Tuesday, October 6, 2015

Bring it on

It's easy to have doubt. To feel like you're doing all this work for nothing. To feel powerless and just plain sad. But it's easier to feel hopeful. I just think of literally any given moment of our relationship and I think about how I felt. Every moment was so full of emotion and no matter if the emotions were negative or positive I felt whole. I felt right. You make me feel whole. That's why this is so hard. It's cause I feel like half of me is missing. 

Being even more separated from you would only make that worse. And here's the thing about me going to school with you next year. I'm so much stronger when I'm with you. I'm whole and I'm myself and I can do absolutely anything. I don't necessarily feel that way when we're apart though. Things are more difficult for me. It's harder to find the drive that I know I have in me. I know that I would flourish at SOU just by being nearer to you. Even if we have problems with our relationship. 

There are a lot of way that I've found to deal with all of this. The world I mean. Being with you is one. It's the one I want. It's the only one I want. It's the one I choose. And so I do need you. But there's no pressure there. I can't live the way that I'm currently living without you. I wouldn't be the same me. But some other Joey Carlson would make things work and hopefully find a way to be happy. But it wouldn't be the same happy. It wouldn't be the happiest I could be. Which is who I am with you. I like that. I like who I am with you way more than any other version of me. I've even talked to all the other versions of me and it's pretty unanimous that we all like the version of me best with I'm with you. And that version does need you. 
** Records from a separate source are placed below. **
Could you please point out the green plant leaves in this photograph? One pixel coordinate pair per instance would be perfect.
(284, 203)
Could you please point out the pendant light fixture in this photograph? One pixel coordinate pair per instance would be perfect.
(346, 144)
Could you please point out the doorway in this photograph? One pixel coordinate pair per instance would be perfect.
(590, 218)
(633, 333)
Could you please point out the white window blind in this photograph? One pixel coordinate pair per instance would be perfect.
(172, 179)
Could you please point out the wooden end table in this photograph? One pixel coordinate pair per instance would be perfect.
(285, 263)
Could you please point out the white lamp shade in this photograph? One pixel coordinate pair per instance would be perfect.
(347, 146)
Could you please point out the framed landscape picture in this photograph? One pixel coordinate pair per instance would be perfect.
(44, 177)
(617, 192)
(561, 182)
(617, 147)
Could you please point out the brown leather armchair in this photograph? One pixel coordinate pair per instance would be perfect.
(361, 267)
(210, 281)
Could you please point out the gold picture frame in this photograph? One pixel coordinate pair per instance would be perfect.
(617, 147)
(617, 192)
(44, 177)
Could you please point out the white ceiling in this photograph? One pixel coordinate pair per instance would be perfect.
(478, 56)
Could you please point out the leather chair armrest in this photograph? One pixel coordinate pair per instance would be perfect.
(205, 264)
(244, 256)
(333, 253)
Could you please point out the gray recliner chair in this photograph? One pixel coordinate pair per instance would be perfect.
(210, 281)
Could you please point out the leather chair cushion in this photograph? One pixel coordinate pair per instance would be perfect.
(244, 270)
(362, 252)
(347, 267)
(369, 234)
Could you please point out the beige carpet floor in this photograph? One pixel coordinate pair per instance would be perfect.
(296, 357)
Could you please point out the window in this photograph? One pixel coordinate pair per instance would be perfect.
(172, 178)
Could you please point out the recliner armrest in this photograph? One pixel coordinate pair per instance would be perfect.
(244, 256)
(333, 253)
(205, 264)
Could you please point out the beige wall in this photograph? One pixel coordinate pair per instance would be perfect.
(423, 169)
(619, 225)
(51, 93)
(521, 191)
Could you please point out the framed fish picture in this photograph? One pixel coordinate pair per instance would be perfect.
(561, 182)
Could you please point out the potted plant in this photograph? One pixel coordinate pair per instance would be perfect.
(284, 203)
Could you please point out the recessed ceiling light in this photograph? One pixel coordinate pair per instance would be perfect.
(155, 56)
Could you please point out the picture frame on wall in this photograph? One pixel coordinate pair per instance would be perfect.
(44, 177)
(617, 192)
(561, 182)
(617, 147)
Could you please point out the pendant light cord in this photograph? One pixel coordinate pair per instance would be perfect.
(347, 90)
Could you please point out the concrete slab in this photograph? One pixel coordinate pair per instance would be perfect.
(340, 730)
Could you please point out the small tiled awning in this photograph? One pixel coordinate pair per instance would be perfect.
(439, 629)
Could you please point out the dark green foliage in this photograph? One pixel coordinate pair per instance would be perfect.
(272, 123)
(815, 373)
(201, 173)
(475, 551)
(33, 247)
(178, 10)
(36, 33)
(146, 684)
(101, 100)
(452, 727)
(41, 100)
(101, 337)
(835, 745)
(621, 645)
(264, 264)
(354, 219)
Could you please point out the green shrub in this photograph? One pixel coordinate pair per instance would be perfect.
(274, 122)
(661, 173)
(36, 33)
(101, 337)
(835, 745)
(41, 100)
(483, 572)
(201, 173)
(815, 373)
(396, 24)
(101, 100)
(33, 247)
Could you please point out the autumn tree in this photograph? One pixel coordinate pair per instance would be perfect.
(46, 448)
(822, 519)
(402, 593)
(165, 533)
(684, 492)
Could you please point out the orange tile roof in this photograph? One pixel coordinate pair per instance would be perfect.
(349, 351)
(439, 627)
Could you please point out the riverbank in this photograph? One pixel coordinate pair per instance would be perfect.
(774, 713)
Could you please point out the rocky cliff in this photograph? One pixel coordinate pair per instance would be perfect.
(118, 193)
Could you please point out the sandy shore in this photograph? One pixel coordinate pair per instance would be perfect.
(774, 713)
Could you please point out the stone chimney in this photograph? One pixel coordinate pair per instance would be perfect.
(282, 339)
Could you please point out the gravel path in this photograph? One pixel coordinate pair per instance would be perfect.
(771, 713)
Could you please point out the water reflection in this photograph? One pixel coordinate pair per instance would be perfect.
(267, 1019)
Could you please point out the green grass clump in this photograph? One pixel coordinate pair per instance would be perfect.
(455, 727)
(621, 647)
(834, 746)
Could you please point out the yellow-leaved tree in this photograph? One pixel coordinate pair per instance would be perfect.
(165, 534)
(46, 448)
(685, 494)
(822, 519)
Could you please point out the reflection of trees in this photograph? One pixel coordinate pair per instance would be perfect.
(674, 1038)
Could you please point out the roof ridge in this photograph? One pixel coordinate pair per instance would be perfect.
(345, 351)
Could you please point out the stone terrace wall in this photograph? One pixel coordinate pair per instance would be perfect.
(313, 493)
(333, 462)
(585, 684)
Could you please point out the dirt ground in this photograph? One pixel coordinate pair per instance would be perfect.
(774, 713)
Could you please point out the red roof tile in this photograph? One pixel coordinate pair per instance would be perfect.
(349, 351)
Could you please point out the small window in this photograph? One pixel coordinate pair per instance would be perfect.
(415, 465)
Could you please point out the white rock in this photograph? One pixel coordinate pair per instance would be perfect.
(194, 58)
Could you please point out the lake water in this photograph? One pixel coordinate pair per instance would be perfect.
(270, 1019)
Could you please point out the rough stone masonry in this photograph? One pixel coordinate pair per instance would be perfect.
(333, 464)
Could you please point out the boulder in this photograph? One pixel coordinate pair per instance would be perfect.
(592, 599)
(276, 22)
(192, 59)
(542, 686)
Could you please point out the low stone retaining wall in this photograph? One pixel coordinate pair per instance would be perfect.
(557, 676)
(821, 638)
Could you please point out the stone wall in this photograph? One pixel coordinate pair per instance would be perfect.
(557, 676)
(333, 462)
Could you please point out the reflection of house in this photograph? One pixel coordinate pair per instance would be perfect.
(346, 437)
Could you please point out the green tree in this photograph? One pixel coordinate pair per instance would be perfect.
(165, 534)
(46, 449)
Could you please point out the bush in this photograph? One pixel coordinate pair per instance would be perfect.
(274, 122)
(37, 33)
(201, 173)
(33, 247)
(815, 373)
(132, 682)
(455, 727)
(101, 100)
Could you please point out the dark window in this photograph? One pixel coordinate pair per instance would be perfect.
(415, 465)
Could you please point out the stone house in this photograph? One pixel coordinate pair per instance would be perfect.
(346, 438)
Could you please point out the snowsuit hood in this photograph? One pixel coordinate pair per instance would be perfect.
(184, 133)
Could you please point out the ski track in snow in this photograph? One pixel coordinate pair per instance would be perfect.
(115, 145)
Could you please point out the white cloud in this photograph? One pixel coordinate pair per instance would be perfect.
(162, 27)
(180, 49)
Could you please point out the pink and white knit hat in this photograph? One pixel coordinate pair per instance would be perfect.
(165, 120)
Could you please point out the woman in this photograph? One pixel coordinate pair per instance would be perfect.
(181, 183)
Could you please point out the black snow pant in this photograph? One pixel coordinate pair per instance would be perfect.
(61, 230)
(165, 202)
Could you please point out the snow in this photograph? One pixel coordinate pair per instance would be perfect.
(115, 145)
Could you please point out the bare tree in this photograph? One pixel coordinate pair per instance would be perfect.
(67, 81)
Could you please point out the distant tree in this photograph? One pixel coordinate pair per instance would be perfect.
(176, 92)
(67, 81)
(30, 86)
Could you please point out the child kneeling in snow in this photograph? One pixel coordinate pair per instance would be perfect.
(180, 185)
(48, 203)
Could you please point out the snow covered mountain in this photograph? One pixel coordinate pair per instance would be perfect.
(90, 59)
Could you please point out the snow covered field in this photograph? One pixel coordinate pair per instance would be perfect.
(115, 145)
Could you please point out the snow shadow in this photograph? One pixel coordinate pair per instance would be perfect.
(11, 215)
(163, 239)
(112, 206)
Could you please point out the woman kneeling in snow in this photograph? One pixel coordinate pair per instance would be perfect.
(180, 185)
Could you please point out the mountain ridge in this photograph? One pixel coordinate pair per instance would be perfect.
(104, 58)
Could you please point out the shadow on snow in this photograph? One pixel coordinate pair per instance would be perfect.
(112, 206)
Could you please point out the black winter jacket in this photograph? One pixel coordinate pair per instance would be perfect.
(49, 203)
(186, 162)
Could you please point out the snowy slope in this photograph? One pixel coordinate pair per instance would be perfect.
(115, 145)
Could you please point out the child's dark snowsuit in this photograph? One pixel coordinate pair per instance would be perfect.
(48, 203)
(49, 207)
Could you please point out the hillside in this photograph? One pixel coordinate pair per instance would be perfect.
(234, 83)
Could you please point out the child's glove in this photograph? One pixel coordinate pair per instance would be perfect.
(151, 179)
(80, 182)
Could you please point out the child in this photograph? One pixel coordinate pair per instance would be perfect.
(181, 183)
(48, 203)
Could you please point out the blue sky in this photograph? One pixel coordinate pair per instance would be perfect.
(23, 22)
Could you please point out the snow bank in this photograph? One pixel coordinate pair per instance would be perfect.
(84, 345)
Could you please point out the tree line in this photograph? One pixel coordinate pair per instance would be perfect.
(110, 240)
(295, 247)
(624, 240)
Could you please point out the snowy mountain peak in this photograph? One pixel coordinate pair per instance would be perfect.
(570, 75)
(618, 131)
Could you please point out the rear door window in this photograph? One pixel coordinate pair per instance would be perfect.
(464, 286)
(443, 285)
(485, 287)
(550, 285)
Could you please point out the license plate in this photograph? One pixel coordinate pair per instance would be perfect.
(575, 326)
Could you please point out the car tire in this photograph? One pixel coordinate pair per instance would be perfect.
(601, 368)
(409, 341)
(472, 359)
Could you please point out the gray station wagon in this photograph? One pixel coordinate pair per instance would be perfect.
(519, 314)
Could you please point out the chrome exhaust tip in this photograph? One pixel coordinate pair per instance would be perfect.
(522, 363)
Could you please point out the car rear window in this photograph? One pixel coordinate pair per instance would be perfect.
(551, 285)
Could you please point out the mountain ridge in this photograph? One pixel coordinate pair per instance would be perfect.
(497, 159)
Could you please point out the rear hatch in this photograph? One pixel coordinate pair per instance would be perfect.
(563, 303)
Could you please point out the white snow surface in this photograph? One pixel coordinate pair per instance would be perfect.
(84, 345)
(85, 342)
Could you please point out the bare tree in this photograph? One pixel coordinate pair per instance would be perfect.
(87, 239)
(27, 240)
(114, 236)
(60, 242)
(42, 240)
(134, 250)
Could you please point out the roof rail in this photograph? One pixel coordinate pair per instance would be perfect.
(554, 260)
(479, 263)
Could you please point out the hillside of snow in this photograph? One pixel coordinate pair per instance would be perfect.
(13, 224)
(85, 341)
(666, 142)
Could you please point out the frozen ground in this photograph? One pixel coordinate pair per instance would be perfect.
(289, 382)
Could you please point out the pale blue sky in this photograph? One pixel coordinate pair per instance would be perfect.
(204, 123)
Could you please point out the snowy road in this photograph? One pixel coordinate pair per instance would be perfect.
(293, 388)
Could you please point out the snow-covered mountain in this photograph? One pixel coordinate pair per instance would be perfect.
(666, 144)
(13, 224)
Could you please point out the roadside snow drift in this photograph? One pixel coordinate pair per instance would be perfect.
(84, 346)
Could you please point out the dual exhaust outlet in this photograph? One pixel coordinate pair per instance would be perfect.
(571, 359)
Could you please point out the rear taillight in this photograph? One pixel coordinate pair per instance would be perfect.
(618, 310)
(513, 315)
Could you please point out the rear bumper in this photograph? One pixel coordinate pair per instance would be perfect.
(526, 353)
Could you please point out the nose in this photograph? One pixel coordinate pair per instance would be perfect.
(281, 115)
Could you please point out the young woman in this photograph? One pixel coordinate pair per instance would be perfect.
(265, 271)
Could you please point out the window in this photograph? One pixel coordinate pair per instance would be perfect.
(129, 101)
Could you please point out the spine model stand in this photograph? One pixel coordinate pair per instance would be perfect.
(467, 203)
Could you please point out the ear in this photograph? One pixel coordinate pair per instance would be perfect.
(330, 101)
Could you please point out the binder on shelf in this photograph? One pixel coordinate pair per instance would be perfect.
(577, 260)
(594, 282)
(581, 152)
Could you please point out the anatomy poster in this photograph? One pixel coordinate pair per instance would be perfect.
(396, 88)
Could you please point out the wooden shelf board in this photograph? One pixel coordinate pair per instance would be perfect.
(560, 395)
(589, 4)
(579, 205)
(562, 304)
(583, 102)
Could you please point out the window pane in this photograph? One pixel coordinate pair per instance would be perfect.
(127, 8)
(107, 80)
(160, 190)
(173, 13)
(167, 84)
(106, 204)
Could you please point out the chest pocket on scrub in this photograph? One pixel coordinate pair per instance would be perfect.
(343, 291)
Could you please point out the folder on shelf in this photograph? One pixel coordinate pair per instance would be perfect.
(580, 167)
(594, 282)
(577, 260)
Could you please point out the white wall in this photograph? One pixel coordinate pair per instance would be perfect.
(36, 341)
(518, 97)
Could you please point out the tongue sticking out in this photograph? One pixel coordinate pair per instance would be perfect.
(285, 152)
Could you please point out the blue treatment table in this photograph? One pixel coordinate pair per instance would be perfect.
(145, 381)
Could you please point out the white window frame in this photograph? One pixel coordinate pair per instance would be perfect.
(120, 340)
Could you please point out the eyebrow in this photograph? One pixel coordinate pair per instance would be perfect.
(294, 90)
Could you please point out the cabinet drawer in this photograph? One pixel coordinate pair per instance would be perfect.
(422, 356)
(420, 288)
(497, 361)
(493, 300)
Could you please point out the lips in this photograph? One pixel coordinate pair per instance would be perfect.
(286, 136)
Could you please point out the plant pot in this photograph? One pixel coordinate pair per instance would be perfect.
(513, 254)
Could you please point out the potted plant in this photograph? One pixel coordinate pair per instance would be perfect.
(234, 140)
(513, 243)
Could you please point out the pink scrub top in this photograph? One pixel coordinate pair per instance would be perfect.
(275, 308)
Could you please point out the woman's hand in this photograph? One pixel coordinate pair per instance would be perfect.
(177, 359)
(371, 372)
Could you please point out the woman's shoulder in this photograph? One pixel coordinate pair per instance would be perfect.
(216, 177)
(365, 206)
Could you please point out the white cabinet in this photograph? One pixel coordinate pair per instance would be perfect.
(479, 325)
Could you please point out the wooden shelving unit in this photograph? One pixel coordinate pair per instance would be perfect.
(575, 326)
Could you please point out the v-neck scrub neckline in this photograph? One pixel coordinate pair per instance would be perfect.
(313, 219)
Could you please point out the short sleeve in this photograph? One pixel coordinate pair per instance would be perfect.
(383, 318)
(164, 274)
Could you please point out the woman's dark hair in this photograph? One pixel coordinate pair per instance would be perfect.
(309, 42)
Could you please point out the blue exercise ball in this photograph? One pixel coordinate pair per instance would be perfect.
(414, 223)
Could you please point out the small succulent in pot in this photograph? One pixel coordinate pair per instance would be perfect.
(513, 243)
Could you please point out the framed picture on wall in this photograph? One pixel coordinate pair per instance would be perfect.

I wouldn't be going to SOU for you. I wouldn't be going there for us. I'd be going there for me. Going there would be me taking advantage of all that I have. There are hundreds of perfect schools out there. SOU is one of them for me. Not because you go there. Just because of the school itself, meaning the programs, the people, the campus, and the location. I did look into SOU further because of you but I went into my research with a clear head thinking only of the school itself and not of you and I was so surprised by how much I wanted what I found. It's not just what my heart is telling me to do. It's what my gut tells me to do. And it's what my mind tells me to do. It is the right choice, and I am certain of this. That doesn't mean that I won't still keep an open mind though and listen and watch. I always listen. I'll keep paying attention to everything around me and the people I hold dearest. Although I have to make the final decision, I am not the only one with say. And so I'll keep listening. And I won't make any decision until it is unanimous.

It's been 40 days since I last held you in my arms. 40 days have already gone by. I know that this distance is hard. This is so hard. But it's okay because time doesn't really exist anyways. So waiting for you is easy. And don't worry, I haven't forgotten to live while waiting. I love you with all of myself. Zoë you've shown me all of the parts of you that you don't love. And let me tell you that I have loved every part that I've seen. If you give me all of you I will accept it and I will love you and I will not let go. You will never be able to ask too much of me. Sometimes love will conquer all and sometimes love brings nothing but pain. And I say bring both and I will greet them with open arms. This is hard. This is so so incredibly hard. And It's exactly what I want. Because it's you. And it's me. It's us. And we can to anything together. So I say bring it on.